Robertson, Gregory J.

Many birds species exhibit a resource based mating system where males defend breeding territories. This mating system is thought to have lead to male-biased philopatry as male birds are better able to defend familiar territories. In contrast, female waterfowl are more likely than males to return to their breeding grounds. Waterfowl are the exception because males cannot economically defend breeding territories and a mate-defense system has evolved. However, waterfowl pair in the winter. If male waterfowl can defend winter territories a resource defense mating system may evolve and, consequently, male-biased philopatry to the wintering grounds. Since August 1994 I have studied a small population of wintering Harlequin Ducks (Histrionicus histrionicus) in coastal southwestern British Columbia.

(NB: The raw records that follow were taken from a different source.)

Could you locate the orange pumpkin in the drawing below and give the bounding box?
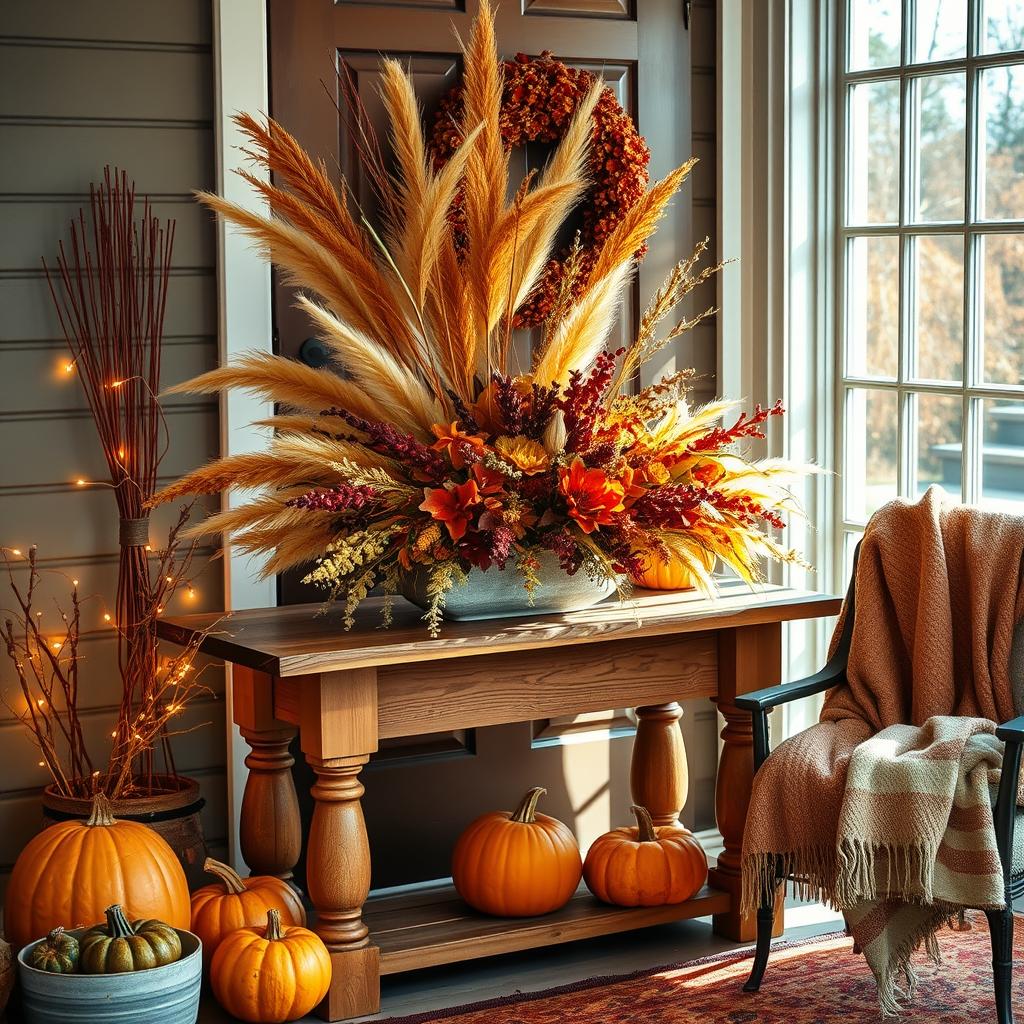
[631,547,715,590]
[583,807,708,906]
[4,794,191,949]
[210,909,331,1024]
[452,786,583,918]
[191,857,306,966]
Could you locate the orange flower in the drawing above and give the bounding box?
[470,462,505,495]
[430,423,484,469]
[495,435,551,476]
[558,459,626,534]
[420,480,480,541]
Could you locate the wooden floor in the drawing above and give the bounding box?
[200,903,843,1024]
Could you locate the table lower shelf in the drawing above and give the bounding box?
[362,884,731,975]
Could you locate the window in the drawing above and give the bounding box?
[836,0,1024,578]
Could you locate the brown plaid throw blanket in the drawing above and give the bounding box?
[742,488,1024,1014]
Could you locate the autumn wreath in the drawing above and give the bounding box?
[430,50,650,328]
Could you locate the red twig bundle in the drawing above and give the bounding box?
[43,168,199,780]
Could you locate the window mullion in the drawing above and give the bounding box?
[896,0,920,495]
[961,0,982,503]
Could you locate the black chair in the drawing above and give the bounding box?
[735,545,1024,1024]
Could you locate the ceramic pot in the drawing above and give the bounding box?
[43,775,210,889]
[0,939,15,1017]
[401,549,615,622]
[17,929,203,1024]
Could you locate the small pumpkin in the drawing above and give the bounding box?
[191,857,306,966]
[25,925,78,974]
[452,786,583,918]
[79,903,181,974]
[210,908,331,1024]
[630,547,715,590]
[4,794,191,949]
[583,807,708,906]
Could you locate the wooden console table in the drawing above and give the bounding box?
[160,582,840,1021]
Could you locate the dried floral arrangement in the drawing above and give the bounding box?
[158,3,799,635]
[427,50,650,328]
[0,168,204,800]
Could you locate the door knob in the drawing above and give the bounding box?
[299,338,331,370]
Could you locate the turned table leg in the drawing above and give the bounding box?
[709,623,782,942]
[630,700,689,825]
[299,669,380,1021]
[239,728,302,882]
[306,755,380,1021]
[231,666,302,881]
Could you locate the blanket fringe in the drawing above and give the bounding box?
[876,906,952,1019]
[739,847,837,913]
[834,837,938,910]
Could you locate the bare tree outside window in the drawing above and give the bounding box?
[837,0,1024,569]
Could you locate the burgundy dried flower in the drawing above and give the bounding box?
[690,398,785,452]
[321,409,449,483]
[288,483,380,512]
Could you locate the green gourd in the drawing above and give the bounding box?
[79,903,181,974]
[26,925,79,974]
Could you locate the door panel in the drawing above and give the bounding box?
[269,0,717,886]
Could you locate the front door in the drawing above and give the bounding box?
[269,0,716,887]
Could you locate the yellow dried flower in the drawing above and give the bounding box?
[495,434,551,476]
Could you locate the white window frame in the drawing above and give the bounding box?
[213,0,278,866]
[831,0,1024,566]
[717,0,846,720]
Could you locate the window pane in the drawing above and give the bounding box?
[843,534,864,594]
[915,394,964,501]
[847,79,899,224]
[846,234,899,379]
[981,0,1024,53]
[911,234,964,381]
[913,0,967,63]
[914,74,967,221]
[843,388,899,522]
[981,400,1024,515]
[978,65,1024,220]
[847,0,900,71]
[978,234,1024,384]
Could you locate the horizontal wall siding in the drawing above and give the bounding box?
[0,0,227,886]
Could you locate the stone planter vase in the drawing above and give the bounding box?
[401,549,615,622]
[43,775,209,889]
[17,929,203,1024]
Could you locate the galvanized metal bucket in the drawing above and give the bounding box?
[17,929,203,1024]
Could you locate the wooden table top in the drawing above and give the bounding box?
[158,580,842,676]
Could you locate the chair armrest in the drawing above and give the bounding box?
[995,715,1024,743]
[732,659,847,712]
[992,716,1024,890]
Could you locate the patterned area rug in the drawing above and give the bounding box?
[380,913,1024,1024]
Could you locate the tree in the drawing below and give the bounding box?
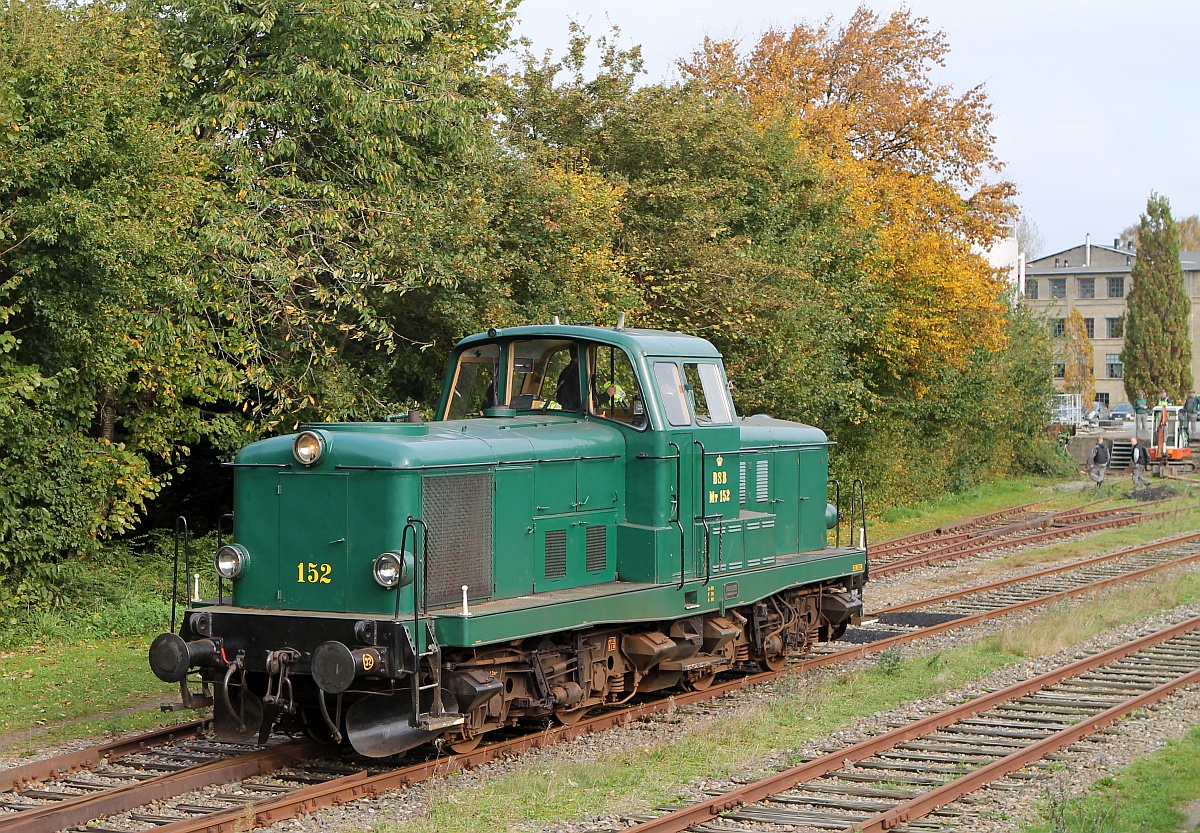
[1121,193,1195,401]
[1062,310,1096,407]
[1121,214,1200,252]
[0,0,226,588]
[680,7,1014,395]
[144,0,509,426]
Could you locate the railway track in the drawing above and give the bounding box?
[870,501,1182,577]
[7,533,1200,833]
[614,617,1200,833]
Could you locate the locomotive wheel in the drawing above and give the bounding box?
[300,708,335,747]
[758,654,787,671]
[554,708,592,726]
[446,735,484,755]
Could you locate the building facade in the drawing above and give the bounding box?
[1018,235,1200,407]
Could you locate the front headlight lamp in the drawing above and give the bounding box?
[372,552,416,589]
[212,544,250,579]
[292,431,325,466]
[374,552,404,589]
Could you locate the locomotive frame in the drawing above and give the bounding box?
[150,324,868,756]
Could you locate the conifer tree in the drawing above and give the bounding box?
[1121,193,1194,402]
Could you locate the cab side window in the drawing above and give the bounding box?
[588,344,647,429]
[654,361,691,425]
[683,361,733,425]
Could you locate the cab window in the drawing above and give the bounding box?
[654,361,691,425]
[588,344,647,429]
[683,361,733,425]
[509,338,583,410]
[446,344,500,419]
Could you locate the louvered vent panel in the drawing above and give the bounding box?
[421,474,492,605]
[546,529,566,579]
[584,527,608,573]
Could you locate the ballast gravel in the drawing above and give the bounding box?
[7,525,1200,833]
[255,535,1200,833]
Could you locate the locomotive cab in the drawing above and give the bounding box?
[150,325,866,756]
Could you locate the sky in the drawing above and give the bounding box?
[515,0,1200,256]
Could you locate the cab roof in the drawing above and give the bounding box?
[455,324,721,359]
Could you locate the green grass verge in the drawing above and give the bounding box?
[0,637,182,753]
[1024,727,1200,833]
[376,575,1200,833]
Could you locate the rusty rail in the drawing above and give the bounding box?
[631,617,1200,833]
[0,720,208,792]
[105,533,1200,833]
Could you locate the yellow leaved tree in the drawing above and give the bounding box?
[680,7,1014,396]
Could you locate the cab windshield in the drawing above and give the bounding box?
[446,344,500,419]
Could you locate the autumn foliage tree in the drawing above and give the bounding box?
[1062,310,1096,407]
[680,7,1014,392]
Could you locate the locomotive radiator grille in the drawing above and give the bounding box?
[584,527,608,573]
[546,529,568,579]
[421,474,492,605]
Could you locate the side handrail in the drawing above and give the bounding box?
[408,515,430,726]
[826,478,841,547]
[170,515,192,634]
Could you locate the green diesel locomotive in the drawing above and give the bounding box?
[150,323,868,756]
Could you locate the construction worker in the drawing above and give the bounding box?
[1087,437,1109,489]
[1129,437,1150,492]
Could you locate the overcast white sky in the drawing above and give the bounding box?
[516,0,1200,254]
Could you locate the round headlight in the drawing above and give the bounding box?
[212,544,250,579]
[374,552,404,588]
[292,431,325,466]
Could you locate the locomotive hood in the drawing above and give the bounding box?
[235,414,625,471]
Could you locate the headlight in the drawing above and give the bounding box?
[212,544,250,579]
[374,552,404,588]
[292,431,325,466]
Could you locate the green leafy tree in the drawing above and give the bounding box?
[141,0,509,426]
[1062,310,1096,407]
[0,0,232,592]
[1121,214,1200,252]
[1121,193,1194,401]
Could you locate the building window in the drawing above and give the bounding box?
[1104,353,1124,379]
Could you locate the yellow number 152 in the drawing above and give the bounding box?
[296,562,334,585]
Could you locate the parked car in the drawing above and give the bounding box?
[1109,402,1134,423]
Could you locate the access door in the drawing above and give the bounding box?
[282,472,349,611]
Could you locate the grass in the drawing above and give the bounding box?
[0,478,1200,816]
[1024,727,1200,833]
[0,637,182,753]
[377,575,1200,833]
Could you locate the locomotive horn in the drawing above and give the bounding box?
[346,689,458,757]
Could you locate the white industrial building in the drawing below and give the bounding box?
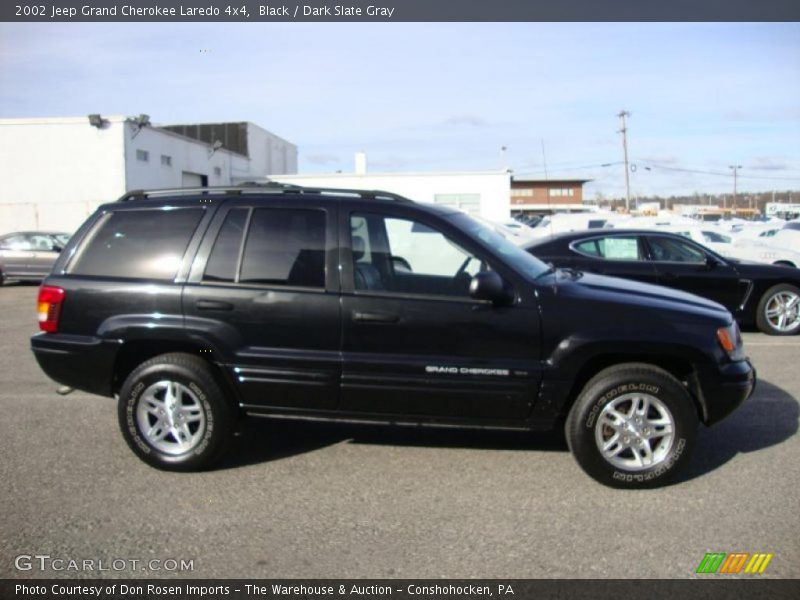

Locally, a total of 122 individuals have been caught during the wing molt and marked with individually identifiable tarsal leg bands. Weekly surveys were conducted to assess population size, sex ratio, age structure and as many bands as possible were read. The local population size and sex ratio fluctuated considerably over the two winter seasons. An influx of young males and unpaired males occurred in April of each year, before departure to the breeding grounds. Males moved around the study site more than females. Unpaired males moved around the study site more than paired males. Return rates from one season to the next were high (males: 72%, females: 66%) and did not differ between the sexes. Pairing occurred early in the winter (November) and pair re- formation occurred in 4 pairs where both members returned to the study area. Harlequin Ducks appear to have a mate-defense mating system and male- biased winter philopatry would not be expected.